Perinörografi

Perinörografi, sinir sistemi hastalıklarını kontrast madde kullanarak teşhis etmeye yönelik bir yöntemdir. Bu yöntem, sinir dokusundaki patolojik değişikliklerin varlığını belirlemenize ve onu besleyen damarların durumunu değerlendirmenize olanak tanır.

Perinörografi, nöroloji ve nöroşirürjide tümörleri teşhis etmek ve beyne giden kan akışındaki bozukluğun yerini belirlemek için kullanılır. Kontrast madde olarak iyot içeren bir madde kullanılır ve bu madde hastanın damarına enjekte edilir. Daha sonra kontrast madde kan damarlarından geçtikten sonra beyin dokusuna girer ve onu boyar.

Perinörografi işlemi hem hastane ortamında hem de ayakta tedavi bazında yapılabilir. Ağrısızdır ve özel hazırlık gerektirmez. İşlem sonrasında hasta normal aktivitelerine dönebilir.

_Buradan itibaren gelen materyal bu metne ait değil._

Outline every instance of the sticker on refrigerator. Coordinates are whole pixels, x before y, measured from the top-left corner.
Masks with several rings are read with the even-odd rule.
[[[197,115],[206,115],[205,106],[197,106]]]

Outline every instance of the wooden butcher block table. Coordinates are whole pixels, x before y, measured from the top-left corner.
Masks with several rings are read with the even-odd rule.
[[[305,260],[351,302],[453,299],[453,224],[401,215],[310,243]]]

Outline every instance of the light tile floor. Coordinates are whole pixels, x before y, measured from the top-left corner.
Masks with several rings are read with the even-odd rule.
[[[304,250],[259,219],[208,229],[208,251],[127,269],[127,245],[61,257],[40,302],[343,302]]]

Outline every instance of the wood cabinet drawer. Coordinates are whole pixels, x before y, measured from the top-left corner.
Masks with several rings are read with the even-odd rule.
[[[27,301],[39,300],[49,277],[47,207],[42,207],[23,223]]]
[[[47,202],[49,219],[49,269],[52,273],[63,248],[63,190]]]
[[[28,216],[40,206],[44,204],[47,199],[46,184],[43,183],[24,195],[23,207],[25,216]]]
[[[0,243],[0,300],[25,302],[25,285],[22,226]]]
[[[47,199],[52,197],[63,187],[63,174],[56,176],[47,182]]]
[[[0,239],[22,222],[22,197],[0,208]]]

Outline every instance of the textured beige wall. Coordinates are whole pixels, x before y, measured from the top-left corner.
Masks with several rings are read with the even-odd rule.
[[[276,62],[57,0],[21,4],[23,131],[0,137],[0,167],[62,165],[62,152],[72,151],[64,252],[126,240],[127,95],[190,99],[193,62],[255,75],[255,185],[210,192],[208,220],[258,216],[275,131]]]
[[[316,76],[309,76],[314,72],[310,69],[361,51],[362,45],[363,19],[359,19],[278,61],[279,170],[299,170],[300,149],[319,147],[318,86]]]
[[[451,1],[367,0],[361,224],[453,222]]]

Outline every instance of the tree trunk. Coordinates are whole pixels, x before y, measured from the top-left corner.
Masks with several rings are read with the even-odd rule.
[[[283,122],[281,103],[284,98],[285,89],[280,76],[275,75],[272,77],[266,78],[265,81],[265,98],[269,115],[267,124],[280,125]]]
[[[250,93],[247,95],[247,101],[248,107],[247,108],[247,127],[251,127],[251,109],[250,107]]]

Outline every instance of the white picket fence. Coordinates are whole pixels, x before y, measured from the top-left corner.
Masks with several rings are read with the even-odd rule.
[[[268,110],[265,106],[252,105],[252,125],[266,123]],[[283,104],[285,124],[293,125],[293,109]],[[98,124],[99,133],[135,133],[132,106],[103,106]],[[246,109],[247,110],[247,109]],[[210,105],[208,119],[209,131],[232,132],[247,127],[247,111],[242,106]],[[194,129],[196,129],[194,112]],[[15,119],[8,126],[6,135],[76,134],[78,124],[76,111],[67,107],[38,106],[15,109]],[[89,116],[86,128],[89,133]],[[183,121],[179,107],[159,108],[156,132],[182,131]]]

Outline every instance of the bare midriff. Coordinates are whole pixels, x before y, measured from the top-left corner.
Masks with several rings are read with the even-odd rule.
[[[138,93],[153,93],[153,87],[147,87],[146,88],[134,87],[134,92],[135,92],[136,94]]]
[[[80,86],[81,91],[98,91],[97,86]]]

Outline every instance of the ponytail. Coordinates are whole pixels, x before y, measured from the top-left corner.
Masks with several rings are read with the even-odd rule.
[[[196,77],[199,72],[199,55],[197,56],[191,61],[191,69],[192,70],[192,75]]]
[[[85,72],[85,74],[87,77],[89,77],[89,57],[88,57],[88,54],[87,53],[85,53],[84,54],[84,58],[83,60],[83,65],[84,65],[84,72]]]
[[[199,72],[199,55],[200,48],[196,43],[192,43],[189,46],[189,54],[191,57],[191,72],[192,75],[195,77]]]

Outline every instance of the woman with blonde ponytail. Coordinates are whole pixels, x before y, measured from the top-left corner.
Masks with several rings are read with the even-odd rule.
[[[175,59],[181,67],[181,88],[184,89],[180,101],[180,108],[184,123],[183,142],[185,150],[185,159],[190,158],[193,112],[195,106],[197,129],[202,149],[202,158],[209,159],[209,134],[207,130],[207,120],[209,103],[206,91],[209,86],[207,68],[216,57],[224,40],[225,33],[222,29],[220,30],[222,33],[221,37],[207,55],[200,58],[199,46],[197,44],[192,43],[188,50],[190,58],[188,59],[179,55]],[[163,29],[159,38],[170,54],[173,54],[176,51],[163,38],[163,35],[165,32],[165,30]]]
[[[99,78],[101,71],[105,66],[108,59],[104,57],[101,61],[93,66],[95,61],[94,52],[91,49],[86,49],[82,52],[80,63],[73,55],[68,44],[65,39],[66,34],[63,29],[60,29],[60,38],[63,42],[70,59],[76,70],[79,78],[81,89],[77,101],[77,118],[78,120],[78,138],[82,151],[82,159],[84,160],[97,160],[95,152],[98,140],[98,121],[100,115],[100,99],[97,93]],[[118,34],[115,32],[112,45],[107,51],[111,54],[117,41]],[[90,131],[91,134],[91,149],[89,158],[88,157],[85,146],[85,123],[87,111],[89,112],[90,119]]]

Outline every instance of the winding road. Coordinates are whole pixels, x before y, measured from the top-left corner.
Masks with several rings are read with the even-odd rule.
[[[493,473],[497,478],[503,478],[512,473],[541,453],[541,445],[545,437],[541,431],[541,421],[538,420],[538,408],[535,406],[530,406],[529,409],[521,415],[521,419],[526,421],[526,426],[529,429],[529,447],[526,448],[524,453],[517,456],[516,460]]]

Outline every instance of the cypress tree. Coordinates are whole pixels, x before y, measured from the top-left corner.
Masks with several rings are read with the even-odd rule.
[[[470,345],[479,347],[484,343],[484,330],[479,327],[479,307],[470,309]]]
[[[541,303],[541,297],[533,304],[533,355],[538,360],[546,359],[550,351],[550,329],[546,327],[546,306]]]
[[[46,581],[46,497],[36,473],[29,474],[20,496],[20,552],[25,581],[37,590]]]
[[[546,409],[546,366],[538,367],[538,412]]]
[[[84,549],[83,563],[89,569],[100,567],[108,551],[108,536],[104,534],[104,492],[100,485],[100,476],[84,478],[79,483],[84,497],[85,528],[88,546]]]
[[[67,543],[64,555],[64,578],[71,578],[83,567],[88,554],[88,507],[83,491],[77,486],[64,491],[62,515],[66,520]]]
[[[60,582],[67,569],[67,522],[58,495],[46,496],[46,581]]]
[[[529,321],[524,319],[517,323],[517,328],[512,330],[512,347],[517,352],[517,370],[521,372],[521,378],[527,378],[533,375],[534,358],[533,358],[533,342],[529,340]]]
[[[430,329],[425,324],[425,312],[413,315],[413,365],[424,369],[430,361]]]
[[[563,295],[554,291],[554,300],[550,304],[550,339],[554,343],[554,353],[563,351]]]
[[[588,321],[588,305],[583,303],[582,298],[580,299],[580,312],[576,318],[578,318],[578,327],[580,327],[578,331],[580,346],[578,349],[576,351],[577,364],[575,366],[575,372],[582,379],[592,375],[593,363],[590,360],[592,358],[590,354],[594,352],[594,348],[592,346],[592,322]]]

Perinörografinin avantajları:

Yüksek teşhis doğruluğu;
Dolaşım bozukluklarının yerini belirleme imkanı;
Cerrahi müdahaleye gerek yoktur;
Hasta için güvenlik.
Ancak perinörografinin dezavantajları da vardır:

Alerjik reaksiyonlara neden olabilecek kontrast madde kullanma ihtiyacı;
Böbrek yetmezliği olan hastalarda kullanım kısıtlamaları.
Genel olarak perinörografi, sinir sistemi hastalıklarının teşhisinde önemli bir yöntemdir, bu da patolojik değişiklikleri erken aşamalarda tespit etmeyi ve tedaviye başlamayı mümkün kılar.



Perinörografi, sinir kökünün omurilikten çıkıp kas veya diğer dokulara girerken görselleştirilmesine yönelik bir yöntemi tanımlamak için kullanılan tıbbi bir terimdir. Bu yöntem, doktorların periferik sinirleri etkileyen bir hastalık olan perinöriti teşhis etmesine yardımcı olur.

Perinörit tanısının özü, intervertebral sinirlerin, diz veya kalça bölgesindeki periferik sinirlerin sinir gövdelerinin sıkışması ve ardından sinir dokusunun beslenmesinde bozulma olmasıdır. Nöropati, ağrı, fokal kas atrofisi ve etkilenen bölgedeki cildin hassasiyetinin bozulmasıyla kendini gösterir.